Question

Q2. The measure of each interior angle of a regular polygon is 120°. Find the number of sides the polygon​

Answer 1

Answer:

180 ho sakta hai iska bhi

Answer 2

$\large\underline{\sf{Solution-}}$

We know that

In a regular polygon,

$\boxed{ \bf{ \: interior \: angle + exterior \: angle = 180 \degree}}$

and

$\boxed{ \bf{ \: Number \: of \: sides \: (n) = \dfrac{360 \degree}{exterior \: angle} }}$

Understanding the statement :-

Since we have given the interior angle of a regular polygon and we have to find the number of sides. So firstly we find the exterior angle by using the formula and then we find number of sides.
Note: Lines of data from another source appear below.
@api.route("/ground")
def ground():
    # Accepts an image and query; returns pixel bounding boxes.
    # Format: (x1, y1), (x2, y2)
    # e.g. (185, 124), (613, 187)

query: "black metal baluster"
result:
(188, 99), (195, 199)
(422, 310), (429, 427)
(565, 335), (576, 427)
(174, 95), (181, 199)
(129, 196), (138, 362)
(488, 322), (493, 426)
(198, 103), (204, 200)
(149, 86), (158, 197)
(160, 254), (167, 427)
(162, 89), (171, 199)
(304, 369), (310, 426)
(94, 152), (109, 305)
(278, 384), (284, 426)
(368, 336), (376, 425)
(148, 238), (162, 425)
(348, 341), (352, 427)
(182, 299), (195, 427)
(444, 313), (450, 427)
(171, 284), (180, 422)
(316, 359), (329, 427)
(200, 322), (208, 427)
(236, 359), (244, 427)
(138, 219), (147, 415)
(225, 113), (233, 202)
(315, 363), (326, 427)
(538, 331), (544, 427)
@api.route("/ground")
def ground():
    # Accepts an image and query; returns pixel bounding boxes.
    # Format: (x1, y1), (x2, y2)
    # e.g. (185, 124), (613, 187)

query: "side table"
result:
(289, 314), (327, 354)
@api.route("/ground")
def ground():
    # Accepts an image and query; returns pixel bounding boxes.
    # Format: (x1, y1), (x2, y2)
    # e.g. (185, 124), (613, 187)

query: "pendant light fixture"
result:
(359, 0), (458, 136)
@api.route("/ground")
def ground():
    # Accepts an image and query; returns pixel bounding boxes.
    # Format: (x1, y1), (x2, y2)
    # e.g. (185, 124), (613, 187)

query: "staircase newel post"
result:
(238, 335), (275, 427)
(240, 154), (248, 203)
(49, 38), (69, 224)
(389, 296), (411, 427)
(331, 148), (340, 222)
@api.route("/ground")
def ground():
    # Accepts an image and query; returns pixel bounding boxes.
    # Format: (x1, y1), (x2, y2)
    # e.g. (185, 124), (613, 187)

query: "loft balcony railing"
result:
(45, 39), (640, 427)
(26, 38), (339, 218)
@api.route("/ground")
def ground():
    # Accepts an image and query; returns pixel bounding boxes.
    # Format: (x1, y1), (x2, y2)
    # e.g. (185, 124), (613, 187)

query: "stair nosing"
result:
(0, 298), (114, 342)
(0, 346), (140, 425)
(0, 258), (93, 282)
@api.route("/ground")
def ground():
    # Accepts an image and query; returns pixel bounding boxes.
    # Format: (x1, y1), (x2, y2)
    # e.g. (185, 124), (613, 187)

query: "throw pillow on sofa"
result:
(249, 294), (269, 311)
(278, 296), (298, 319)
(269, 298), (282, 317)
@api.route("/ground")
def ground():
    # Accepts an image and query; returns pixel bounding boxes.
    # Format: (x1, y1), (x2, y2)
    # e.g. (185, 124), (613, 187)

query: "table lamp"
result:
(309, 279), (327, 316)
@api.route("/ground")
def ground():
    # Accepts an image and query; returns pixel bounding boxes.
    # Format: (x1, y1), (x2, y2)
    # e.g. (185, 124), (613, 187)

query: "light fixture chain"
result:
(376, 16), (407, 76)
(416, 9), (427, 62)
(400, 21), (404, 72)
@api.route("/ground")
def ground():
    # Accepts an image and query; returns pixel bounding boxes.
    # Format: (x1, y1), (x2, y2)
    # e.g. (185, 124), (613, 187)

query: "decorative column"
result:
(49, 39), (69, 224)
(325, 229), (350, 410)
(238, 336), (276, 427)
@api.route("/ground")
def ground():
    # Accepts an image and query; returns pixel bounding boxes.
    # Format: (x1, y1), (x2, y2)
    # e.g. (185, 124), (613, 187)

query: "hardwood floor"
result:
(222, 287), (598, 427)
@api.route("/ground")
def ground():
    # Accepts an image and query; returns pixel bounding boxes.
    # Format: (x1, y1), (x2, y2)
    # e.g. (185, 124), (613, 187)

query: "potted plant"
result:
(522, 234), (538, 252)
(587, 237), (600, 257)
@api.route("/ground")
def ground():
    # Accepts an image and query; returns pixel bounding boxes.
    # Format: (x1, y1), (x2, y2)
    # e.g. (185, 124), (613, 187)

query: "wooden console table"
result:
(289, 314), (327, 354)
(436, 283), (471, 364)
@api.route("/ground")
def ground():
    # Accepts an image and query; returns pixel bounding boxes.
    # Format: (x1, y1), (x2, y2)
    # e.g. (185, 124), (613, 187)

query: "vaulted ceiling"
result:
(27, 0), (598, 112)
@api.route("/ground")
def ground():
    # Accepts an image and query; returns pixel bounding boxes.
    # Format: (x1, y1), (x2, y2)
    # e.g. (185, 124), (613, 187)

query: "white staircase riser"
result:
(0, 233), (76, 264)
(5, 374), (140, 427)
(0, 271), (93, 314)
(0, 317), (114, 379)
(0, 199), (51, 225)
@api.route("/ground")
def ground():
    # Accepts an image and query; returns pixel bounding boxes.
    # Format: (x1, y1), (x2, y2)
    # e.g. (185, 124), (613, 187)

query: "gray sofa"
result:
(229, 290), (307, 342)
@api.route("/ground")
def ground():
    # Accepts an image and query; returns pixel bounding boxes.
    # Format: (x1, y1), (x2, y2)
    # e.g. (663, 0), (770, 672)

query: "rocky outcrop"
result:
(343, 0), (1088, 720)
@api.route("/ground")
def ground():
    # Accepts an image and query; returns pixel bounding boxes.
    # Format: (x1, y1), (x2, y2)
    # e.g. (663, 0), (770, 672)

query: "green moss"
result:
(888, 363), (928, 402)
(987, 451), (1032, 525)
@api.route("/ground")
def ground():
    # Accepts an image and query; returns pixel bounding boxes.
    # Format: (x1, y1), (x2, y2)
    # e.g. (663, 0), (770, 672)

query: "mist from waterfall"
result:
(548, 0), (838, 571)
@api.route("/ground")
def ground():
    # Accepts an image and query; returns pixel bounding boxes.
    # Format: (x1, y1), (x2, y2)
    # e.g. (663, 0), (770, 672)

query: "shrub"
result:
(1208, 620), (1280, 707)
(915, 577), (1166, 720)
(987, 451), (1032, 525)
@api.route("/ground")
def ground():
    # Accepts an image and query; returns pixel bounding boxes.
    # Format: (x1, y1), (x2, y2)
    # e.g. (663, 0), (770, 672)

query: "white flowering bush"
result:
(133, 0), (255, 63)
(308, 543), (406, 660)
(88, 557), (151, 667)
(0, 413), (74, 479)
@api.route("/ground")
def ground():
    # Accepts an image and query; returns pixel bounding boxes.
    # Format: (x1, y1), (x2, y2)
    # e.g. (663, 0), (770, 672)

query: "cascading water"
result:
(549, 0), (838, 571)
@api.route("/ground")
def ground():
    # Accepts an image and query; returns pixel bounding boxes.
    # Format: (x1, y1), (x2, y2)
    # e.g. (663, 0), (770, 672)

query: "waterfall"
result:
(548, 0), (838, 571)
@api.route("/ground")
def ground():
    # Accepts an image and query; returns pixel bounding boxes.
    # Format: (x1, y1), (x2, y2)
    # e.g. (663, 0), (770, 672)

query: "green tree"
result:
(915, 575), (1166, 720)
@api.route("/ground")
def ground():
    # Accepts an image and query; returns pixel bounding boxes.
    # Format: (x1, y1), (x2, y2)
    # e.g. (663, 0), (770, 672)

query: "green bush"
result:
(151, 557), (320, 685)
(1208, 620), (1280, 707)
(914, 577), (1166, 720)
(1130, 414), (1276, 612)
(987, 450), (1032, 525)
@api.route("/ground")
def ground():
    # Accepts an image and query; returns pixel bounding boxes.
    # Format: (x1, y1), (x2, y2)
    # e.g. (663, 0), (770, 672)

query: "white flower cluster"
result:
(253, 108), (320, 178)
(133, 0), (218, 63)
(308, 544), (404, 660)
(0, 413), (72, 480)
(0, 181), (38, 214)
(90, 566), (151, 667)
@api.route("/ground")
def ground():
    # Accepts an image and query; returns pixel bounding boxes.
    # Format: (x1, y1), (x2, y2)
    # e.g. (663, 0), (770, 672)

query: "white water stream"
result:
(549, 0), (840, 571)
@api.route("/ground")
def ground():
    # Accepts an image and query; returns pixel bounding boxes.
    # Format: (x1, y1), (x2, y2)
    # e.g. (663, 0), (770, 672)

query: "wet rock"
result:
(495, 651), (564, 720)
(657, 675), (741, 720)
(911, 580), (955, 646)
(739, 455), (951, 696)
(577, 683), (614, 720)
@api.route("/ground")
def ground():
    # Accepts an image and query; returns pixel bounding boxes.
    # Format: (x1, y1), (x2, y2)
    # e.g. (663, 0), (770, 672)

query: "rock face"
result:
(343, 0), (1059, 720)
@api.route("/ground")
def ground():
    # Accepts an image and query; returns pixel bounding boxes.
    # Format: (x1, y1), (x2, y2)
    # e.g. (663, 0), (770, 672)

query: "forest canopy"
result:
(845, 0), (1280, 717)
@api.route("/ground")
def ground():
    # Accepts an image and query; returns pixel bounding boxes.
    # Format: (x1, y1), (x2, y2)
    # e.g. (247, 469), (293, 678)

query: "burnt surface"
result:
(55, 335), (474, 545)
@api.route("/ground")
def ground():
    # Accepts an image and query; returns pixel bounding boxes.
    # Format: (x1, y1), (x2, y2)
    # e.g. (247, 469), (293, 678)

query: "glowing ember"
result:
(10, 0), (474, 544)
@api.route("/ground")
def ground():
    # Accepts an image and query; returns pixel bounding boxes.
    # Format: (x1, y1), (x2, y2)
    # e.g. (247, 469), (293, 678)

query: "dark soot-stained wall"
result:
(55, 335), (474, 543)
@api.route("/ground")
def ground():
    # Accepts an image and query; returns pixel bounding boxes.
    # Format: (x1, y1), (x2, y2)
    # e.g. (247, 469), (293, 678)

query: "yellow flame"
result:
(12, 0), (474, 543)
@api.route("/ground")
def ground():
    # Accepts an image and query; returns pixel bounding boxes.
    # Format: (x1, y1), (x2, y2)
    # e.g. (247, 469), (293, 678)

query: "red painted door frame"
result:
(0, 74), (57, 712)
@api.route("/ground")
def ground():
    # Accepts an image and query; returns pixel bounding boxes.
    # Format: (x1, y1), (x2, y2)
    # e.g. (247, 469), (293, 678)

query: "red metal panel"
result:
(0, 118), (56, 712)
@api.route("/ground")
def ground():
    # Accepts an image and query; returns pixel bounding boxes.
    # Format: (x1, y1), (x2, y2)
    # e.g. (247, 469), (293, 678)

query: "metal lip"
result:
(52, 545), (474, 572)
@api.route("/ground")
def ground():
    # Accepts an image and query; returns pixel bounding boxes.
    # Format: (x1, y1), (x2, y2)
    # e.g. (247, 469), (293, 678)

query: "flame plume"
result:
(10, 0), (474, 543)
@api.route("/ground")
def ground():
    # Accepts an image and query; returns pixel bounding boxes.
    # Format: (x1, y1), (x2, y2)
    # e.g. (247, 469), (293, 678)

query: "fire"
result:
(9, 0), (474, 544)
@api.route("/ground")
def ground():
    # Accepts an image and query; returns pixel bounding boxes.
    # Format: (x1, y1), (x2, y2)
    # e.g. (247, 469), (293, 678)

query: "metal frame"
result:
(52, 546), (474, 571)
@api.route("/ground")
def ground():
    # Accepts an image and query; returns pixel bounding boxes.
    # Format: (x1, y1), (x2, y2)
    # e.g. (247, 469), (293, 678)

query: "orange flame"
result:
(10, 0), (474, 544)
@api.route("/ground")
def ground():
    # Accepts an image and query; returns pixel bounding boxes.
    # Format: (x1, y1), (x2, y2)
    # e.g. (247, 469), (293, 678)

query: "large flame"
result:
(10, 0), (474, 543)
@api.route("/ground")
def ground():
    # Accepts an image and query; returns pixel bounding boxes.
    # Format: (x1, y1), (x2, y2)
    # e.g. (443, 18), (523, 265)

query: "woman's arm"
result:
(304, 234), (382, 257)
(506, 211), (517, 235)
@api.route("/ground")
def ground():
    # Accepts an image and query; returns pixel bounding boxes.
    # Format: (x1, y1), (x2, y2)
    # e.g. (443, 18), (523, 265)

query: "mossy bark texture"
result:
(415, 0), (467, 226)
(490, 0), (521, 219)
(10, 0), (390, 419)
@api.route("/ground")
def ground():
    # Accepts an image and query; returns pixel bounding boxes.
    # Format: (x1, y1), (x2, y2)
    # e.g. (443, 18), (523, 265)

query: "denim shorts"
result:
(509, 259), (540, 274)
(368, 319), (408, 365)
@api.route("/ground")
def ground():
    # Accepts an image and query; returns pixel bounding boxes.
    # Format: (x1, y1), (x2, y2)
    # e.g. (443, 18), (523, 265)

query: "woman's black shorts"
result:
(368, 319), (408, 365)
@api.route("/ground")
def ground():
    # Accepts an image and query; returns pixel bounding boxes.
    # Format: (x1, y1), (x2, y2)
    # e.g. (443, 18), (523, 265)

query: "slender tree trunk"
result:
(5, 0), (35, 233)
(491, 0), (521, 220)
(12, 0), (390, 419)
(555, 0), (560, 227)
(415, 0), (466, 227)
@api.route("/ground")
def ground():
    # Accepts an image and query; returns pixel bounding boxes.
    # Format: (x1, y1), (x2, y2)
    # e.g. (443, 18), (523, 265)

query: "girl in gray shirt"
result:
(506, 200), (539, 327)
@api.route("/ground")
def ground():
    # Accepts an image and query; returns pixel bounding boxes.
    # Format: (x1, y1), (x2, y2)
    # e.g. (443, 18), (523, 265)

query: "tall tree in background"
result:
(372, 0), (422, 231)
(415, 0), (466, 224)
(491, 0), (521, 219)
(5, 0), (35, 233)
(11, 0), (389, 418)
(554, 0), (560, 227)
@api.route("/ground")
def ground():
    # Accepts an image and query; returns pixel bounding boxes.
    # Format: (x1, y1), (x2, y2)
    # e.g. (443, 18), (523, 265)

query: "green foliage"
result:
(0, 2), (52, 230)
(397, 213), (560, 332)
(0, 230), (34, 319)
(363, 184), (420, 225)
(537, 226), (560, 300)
Let's solve the problem now!!

Given that

• Interior angle of a regular polygon = 120°

So,

• Let Exterior angle of regular polygon is x°.

So,

• Using the formula,

$\rm :\longmapsto\:{ \sf{ \: interior \: angle + exterior \: angle = 180 \degree}}$

$\rm :\longmapsto\:120 \degree \: + x = 180\degree \:$

$\rm :\implies\:x = 60\degree \:$

Hence,

• Let number of sides of regular polygon be 'n'

So,

• Using Formula,

$\rm :\longmapsto\: \sf \: Number \: of \: sides \: (n) = \dfrac{360 \degree}{exterior \: angle}$

$\rm :\longmapsto\:Number \: of \: sides \: (n) = \dfrac{360 \degree}{x}$

$\rm :\longmapsto\:Number \: of \: sides \: (n) = \dfrac{360 \degree}{60\degree \:}$

$\rm :\longmapsto\:Number \: of \: sides \: (n) = 6$

Additional Information :-

1. Polygon :- A polygon having equal sides and equal angles is a regular polygon.

2. A regular polygon has three parts: 

• Sides 

• Vertices 

• Angles: interior and exterior 

3. Properties of regular polygon :-

• Sum of all exterior angles of a polygon = 360°

• Sum of all interior angles of polygon of 'n' sides = (2n - 4) × 90°.

• Three sided regular polygon is called equilateral triangle.